Eight Pictures
Texts Based on Letters From Friends
Joel Weishaus


"The land retains an identity of its own, still deeper and more subtle than we can know.
Our obligation toward it then becomes simple: to approach with an uncalculating mind,
with an attitude of regard. To try to sense the range and variety of its expression—
its weather and colors and animals. To intend from the beginning to preserve
some of the mystery within it as a kind of wisdom to be experienced,
not questioned. And to be alert for its opening, for that moment
when something sacred reveals itself within the mundane,
and you know the land knows you are there."

Taking a camera into the forest for the first time, the world became so intimate I felt as if I were no longer there; and, to my surprise, the photographs assumed the abstract simplicity of a "style of old age."

Commenting on the pictures that completed "Forest Park: A Journal," Dirk Vekemans wrote, "I'd show them twice as large." So here I did, and found how one may be drawn into a picture as through Alice's fatuous mirror. I also decided not to hold to any one viewpoint. Sometimes the pictures are, as Edward Pirot suggested, "a mass of detail pressed up against the lens of the camera, which makes us feel as if we're in the midst of the natural environment instead of standing above it or at a distance from it, detached from it." At other times the world is envisioned through a doorway of foliage, or the limbs of trees, as the liminal tends to draw us in.

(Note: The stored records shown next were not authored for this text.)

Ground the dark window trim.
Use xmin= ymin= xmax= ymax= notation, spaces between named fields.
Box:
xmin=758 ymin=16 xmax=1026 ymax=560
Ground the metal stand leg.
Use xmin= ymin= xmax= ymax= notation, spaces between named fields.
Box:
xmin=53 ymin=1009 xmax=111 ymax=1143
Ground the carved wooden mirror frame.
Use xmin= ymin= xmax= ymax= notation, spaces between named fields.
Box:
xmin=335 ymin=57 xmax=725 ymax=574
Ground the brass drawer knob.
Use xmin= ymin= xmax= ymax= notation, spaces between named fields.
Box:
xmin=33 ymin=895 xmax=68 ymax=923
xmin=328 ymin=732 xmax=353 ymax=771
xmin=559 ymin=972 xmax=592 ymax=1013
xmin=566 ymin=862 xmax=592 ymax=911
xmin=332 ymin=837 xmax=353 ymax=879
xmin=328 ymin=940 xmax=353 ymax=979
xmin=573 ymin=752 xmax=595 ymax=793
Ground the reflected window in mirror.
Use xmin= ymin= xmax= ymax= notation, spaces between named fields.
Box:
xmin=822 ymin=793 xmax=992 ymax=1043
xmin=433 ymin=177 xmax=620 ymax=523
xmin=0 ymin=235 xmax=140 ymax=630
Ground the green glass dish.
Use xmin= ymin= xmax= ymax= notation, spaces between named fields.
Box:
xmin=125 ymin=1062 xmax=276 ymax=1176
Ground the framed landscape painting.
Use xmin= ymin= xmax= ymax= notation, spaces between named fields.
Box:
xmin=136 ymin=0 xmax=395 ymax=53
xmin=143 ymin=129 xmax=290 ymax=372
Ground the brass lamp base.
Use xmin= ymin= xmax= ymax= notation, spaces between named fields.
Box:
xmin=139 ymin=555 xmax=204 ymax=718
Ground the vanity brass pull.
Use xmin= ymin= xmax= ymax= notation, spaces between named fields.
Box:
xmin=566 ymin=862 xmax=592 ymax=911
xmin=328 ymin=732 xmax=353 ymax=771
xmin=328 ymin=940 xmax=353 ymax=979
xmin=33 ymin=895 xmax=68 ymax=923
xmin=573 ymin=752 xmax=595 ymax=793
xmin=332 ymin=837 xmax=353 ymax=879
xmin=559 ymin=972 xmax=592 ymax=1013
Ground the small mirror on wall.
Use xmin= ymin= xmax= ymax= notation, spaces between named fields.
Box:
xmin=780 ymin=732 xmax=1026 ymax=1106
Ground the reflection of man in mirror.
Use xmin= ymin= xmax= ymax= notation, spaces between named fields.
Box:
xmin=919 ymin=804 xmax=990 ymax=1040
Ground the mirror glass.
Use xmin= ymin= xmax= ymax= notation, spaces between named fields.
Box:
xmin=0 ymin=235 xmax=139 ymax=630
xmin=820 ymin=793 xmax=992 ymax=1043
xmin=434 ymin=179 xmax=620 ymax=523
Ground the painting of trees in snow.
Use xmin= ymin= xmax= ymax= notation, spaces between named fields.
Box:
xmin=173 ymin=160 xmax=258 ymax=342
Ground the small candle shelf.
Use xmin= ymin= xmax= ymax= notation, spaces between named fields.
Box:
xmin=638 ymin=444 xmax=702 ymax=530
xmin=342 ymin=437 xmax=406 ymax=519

Although "Interdependency" consists of digital photographs inserted into webpages with three lines of commentary on letters I received from friends and colleagues, it does not include the paratexts, invaginations, and other the tropes I usually deploy. So that only this introductory page is "new media," as Talan Memmott defines it:

To click here,
     rollover that,
here to there —

these are all
     part of how
           in the
new media operate.

An internetic project is communal by default. Artists who participated are: Anny Ballardini, Edward Pirot, John Kielty Bell, Martha Deed, Michael Szpakowski, Peter Ciccariello, Regina Célia Pinto, Stephen Vincent. My gratitude also to the nonhuman inhabitants of Forest Park, who continue to teach me how to walk with compassion in the circle of living and dying beings.